This project implements a voice command recognition system using Convolutional Neural Networks (CNNs) for single-word audio classification.
The model is trained on a synthetic speech dataset and evaluated on both clean and noisy speech samples, as well as real human voice recordings.
The goal of this project was to build a classifier capable of recognizing simple spoken commands such as “up”, “down”, “left”, “right”, “on”, “off”, etc.
It was developed as part of the Pattern Recognition and Machine Learning course at the Faculty of Electrical Engineering, Computer Science and Information Technology Osijek (FERIT Osijek).
The solution includes both:
- A CNN-based classification model trained in Python using Keras and TensorFlow
- A Streamlit web application that enables users to upload or record audio for real-time prediction
The dataset was sourced from Kaggle – Synthetic Speech Commands.
It contains 30 different English words synthesized with the espeak tool, with variations in:
- Speaker tone, pitch, and pronunciation
- Background noise (airport, street, train station, ocean waves, white noise)

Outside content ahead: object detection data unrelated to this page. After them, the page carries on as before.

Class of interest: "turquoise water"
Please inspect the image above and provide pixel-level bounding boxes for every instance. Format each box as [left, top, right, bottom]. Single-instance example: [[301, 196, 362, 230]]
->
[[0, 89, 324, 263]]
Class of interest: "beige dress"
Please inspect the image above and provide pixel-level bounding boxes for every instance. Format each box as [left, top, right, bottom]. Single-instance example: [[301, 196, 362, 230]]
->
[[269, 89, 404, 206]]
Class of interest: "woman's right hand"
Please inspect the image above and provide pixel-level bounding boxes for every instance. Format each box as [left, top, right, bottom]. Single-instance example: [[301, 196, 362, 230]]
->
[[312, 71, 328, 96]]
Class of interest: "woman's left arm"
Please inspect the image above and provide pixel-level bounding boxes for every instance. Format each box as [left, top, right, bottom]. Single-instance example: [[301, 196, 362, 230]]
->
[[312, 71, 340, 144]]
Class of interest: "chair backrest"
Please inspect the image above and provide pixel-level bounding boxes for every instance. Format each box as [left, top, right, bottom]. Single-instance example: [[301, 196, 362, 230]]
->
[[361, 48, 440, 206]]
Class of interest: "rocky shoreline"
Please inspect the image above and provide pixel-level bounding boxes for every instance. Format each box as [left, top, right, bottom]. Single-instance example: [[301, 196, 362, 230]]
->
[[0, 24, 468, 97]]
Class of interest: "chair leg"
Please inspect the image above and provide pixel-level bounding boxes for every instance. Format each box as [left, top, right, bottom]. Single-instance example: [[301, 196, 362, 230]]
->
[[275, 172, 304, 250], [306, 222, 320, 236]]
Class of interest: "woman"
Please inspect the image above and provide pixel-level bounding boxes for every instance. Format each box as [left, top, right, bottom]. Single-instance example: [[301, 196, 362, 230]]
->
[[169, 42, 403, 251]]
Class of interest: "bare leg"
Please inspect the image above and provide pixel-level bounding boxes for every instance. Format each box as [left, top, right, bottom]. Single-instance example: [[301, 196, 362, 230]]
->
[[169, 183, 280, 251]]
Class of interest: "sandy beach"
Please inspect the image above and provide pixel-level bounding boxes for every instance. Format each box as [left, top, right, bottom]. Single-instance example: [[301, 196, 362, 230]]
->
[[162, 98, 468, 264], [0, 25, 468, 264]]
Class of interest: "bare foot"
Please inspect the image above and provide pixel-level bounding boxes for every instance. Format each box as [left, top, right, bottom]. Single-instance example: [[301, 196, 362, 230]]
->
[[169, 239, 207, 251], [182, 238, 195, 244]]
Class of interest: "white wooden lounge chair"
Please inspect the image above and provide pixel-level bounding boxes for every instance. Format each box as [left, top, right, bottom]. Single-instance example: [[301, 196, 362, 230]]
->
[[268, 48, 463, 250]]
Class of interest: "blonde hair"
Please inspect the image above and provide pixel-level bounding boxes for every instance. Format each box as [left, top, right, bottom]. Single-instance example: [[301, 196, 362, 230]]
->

For this project, 10 words were selected to represent commands: down, go, left, no, off, on, right, stop, up, yes
Each audio sample:
- Duration: 1 second
- Format: 16-bit, mono, 16 kHz sampling rate, .wav
The dataset was divided as follows:
| Split | Samples |
|---|---|
| Training | 11,403 |
| Validation | 1,426 |
| Test | 1,425 |
The classification model is a Convolutional Neural Network (CNN) designed to process spectrograms of audio signals.
Key features:
- 3 convolutional layers (ReLU activations)
- Batch Normalization and MaxPooling after each convolution
- Dropout layers (0.25) to prevent overfitting
- Fully connected layers ending with a Softmax output
- Categorical Cross-Entropy loss
- Adadelta optimizer with learning rate 0.01 and weight decay 0.00001
The model was trained for 20 epochs with batch size = 32 and Early Stopping to prevent overfitting.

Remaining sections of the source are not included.